Foreign petroleum exploitation has long been a focus of writing from the Niger Delta, notably the work of Tanure Ojaide, Ken Saro-Wiwa, and authors following in their wake. In Nigeria, petroleum is an economic mainstay and “has saturated virtually every aspect of economy, polity and sociability” (Watts, “Crude Politics” 12). However, mineral oil is not the only contested natural resource that Nigerian authors examine. Existing ecocritical scholarship on literature from the Niger Delta by scholars such as Nixon (Slow Violence and the Environmentalism of the Poor) and Caminero-Santangelo (African Fiction and Joseph Conrad) has focused on authors who engage with petroleum.
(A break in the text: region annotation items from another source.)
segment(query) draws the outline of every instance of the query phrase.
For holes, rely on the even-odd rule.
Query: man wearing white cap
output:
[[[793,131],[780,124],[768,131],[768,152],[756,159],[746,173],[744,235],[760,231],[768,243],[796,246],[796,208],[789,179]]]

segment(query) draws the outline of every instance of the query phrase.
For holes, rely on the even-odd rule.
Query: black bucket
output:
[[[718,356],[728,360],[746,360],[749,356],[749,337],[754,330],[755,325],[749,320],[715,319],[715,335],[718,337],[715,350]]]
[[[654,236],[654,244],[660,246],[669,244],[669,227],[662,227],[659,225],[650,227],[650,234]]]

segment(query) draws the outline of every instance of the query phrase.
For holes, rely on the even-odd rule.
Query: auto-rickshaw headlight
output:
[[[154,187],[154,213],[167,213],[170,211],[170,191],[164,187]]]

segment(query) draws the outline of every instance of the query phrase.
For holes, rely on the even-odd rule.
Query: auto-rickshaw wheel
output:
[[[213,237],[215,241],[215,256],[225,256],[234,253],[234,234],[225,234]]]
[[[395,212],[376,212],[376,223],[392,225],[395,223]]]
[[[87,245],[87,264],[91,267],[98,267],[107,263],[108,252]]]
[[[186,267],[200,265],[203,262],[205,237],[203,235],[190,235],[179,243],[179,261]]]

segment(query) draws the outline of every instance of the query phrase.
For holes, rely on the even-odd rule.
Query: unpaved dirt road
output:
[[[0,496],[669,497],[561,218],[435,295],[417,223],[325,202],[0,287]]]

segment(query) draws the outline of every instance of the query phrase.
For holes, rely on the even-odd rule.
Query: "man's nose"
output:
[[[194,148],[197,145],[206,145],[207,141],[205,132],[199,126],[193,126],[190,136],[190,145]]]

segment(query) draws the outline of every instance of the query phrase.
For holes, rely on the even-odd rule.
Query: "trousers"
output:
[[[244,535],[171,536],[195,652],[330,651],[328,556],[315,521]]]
While their analyses of the environmental, economic, and social problems that this causes are important, it is disappointing that Wenzel and Lincoln are among the few environmentally-engaged literary critics to examine literature about the area’s long history of resource exploitation before the discovery of petroleum. As historians have often argued, the palm oil trade had caused environmental and social problems in the Niger Delta during colonial and protectorate times; commodities such as ivory and rubber were also exploited.1 Although the environmental impact of palm oil cultivation and processing was nowhere near as severe as the destruction created by petroleum, it created conflicts over resources that are remembered in the work of several Nigerian writers. Equally significant is the way that certain authors strategically omit the conflicts and environmental problems created by the palm oil trade: this article contends that this is a strategy to throw into relief the problems brought by petroleum.